Podczas czwartkowego wydarzenia obecny był również Igli Tare, nowy dyrektor sportowy Milanu, który udzielił kilku wypowiedzi na mediów: "Jak idzie praca? Jestem bardzo zaskoczony organizacją klubu: od samego początku czułem, że wszyscy chcieli zapewnić mi i Maxowi jak najlepsze warunki, aby ten projekt dobrze się rozpoczął. Wciąż mamy długą drogę przed sobą, jesteśmy na wczesnym etapie: musimy być pewnie siebie i umiejętnie wnieść odpowiednie doświadczenie, mentalność, to coś ekstra, co jest potrzebne, aby reprezentować tak wspaniały klub jak AC Milan".
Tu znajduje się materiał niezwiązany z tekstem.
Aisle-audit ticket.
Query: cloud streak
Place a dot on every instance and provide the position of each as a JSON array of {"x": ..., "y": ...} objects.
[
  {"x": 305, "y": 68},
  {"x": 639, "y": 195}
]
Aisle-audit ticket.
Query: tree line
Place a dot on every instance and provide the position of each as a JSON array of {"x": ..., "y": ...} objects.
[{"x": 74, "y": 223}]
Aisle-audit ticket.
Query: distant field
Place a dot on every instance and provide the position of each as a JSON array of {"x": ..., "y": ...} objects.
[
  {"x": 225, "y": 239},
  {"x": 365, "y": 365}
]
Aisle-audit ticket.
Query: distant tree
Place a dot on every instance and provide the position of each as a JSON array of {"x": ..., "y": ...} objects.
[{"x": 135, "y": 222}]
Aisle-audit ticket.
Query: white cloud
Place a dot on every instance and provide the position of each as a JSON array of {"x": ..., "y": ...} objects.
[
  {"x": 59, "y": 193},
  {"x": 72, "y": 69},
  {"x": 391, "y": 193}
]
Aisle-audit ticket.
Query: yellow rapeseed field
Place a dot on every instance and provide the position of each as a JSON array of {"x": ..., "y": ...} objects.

"Historia wyboru Allegriego? Razem z klubem podjęliśmy decyzję o tej zmianie. Potrzebowaliśmy natychmiastowej, zdecydowanej reakcji, z doświadczonym szkoleniowcem o zwycięskiej mentalności, takim jak Max. I nie było wątpliwości: po rozmowie telefonicznej między nim a mną, Giorgio i ja pojechaliśmy do Lugano, aby spotkać się z Allegrim. To było przyjemne spotkanie, ponieważ w ciągu tych dwóch, trzech godzin zdaliśmy sobie sprawę z synergii, ale przede wszystkim z chęci kontynuowania tej przygody. Jesteśmy tu wszyscy trzej i staramy się zrobić wszystko, co w naszej mocy".
Tare niech działa, najlepiej z dużą sugestią Maxa, oby Furlani jak najmniej się wcinał, a Moncada i Zlatan zostali odcięci od decyzyjności.